One of the themes that consistently interests plant ecologists on BCI, and in CTFS and in other tropical forests, is the origin and maintenance of high tree species diversities at local, regional and biome scales. Possible influences and determinants include:
- Density–dependent biological processes and pressures, such as predation by species-specialist pests and infection by specific pathogens;
- Stochastic assembly-dispersal processes;
- Periodic intense disturbances (e.g. hurricanes, seismic, volcanic);
- Refined specialisation for diverse abiotic niches
(Leigh et al., 2004).
In general, less importance has been accorded to abiotic niche specialisation on BCI than in some Asian forests. This is true for island–wide studies (e.g. Knight, 1975; Svenning et al., 2004), and on the BCI 50 ha LTER plot (e.g. Harms et al., 2001).

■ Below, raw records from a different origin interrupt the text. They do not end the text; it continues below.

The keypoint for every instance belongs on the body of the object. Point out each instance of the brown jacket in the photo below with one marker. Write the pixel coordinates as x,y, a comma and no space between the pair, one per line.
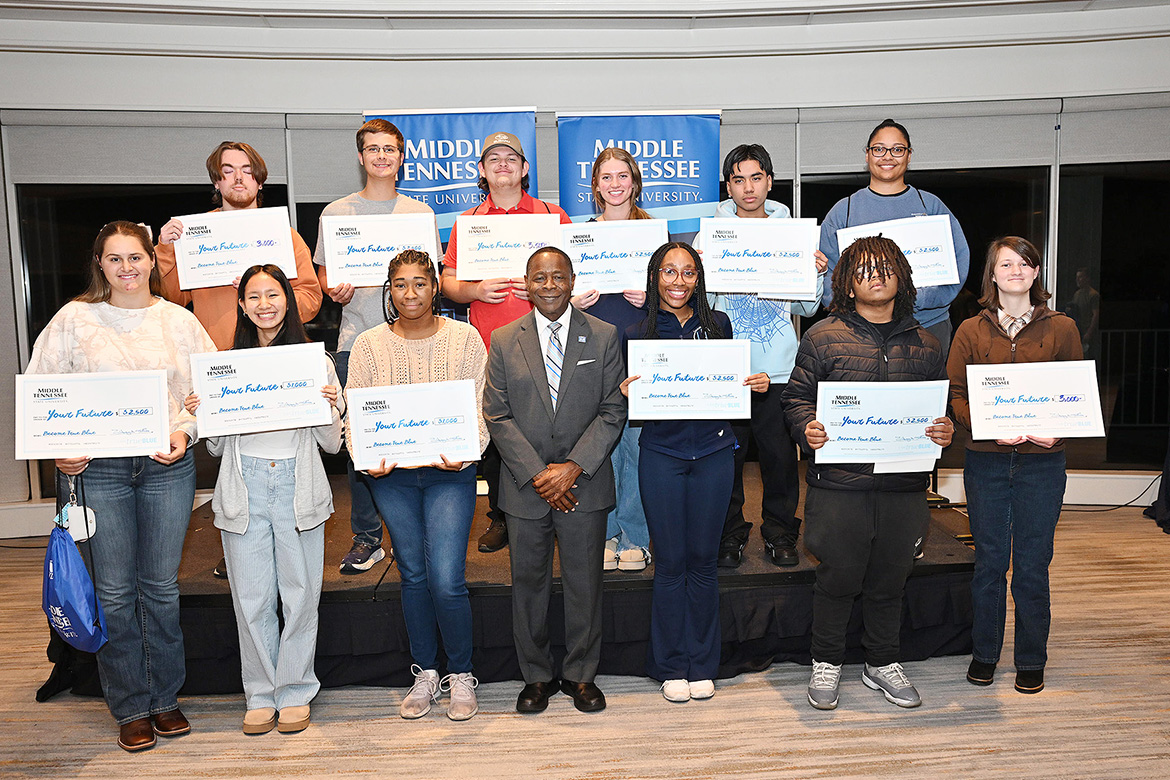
981,339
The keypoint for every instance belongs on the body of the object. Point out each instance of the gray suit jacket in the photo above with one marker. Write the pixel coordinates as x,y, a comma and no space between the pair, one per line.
590,413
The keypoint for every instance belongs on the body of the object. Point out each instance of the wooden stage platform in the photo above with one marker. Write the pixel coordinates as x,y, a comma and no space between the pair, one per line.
766,611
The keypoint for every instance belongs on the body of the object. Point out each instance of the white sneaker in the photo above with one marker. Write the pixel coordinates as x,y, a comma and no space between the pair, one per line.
702,689
826,678
463,703
676,690
890,680
610,561
422,692
633,559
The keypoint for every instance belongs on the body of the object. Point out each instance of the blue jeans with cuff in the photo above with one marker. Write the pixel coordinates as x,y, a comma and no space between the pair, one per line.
428,512
142,509
1013,502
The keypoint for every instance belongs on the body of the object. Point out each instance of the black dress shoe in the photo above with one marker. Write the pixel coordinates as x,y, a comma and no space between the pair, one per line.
495,537
587,697
782,553
1030,681
136,736
534,697
981,674
731,553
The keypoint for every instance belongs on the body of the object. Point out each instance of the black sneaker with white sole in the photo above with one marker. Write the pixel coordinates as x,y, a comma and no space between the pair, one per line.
362,558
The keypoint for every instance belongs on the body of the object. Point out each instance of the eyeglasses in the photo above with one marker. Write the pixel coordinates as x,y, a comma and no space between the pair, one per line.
867,271
672,274
876,150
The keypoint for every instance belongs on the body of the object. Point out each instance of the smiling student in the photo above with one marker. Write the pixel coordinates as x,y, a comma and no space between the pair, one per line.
768,324
1014,487
428,510
143,504
889,198
380,152
686,468
862,526
617,186
270,504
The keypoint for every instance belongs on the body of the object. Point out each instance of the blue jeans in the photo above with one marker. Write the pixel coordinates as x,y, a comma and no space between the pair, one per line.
364,520
1013,502
143,509
428,512
626,522
273,560
686,503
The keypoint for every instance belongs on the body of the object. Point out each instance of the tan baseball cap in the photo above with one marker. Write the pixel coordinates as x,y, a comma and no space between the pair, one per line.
501,139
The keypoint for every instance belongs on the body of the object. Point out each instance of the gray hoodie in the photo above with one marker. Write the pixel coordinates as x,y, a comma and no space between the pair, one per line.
312,499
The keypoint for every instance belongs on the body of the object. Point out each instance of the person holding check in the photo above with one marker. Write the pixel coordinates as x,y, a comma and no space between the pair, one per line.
862,526
270,504
768,324
142,504
497,302
428,510
382,150
238,173
686,468
889,198
1014,487
617,186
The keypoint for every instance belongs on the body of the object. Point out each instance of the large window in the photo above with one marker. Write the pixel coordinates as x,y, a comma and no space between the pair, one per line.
1114,278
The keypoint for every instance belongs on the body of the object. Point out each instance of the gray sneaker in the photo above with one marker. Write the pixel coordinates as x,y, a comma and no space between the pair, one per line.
462,695
422,692
892,681
360,558
826,677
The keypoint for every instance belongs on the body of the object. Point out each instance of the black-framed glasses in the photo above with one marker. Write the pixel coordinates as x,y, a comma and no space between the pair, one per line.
672,274
384,150
878,150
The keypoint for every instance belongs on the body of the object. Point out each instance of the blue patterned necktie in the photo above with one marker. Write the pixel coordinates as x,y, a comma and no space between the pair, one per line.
552,361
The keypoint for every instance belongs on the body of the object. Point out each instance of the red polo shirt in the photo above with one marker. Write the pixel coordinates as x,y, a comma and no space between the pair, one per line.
487,317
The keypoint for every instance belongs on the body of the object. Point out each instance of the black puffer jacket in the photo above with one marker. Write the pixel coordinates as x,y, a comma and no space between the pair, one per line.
848,349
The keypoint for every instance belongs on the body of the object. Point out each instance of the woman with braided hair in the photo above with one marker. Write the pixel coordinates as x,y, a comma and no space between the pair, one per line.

Research into the possibility of abiotic niche specialisation cannot progress far without detailed characterisation of the physical environment, including soils. Soil data for BCI are limited. Edaphic habitats have hitherto been characterised as topographic classes, and by topographic attributes, such as elevation, slope angle, and hydrological indices. BCI soils have so far been differentiated only as generalised classes (Brenes-Arguedas & Coley, 2005; Croat 1978; Harms et al., 2001; Knight, 1975; Svenning et al. 2004).
Aims of BCI Soil Survey
This survey aims to clarify the pedospatial structure of BCI. It is paralleled by several other current activities that will substantially enhance understanding of BCI’s soils. These include: soil hydrological studies; systematic soil nutrient characterisation of the 50 ha LTER plot; microbial rock mineral weathering; follow-up of the long term dry-season irrigation experiment; and fertiliser and necromass manipulation trials on pedologically similar areas on adjacent mainland peninsulae.
The objective of this survey is to compile a soil map of the island. The emphasis is pedological but the map should facilitate:
- Characterisation and spatial differentiation of edaphic environments on BCI.
- Pedospatial interpretation of data on nutrients, water, aeration and other soil-related features.
- Comparison of BCI soils with those of other tropical forests; particularly the soils of the BCI 50 ha LTER plot with those of other CTFS plots.
The survey is at semi-detailed scale, with a density of field observations of ca 1 per 2 ha, which supports a map scale of 1:15 000.
The spatial patterns elucidated by soil survey are largely based on morphological features and emphasise mineral components of the soil. Ecologically they are more helpful with respect to meso-scale variations in soil stability, hydrature and mineral-derived nutrients, such as the basic cations, and less for atmospherically-sourced and biotically mediated nutrients, such as C, N and S. Soil surveys can sometimes be related to spatial distribution and variations in growth in vegetation (e.g. Veldkamp et al., 1990), but not all soil maps are immediately and obviously useful. Nonetheless, because the pedogenic characteristics of the mineral components of soils change only slowly, soil maps are valid for long periods, and their implications may become only slowly apparent. The long-term value of soil maps is enhanced if the original data are retained and available for re-interpretation to meet future research needs. Our data will be posted on the STRI and Universität Potsdam websites.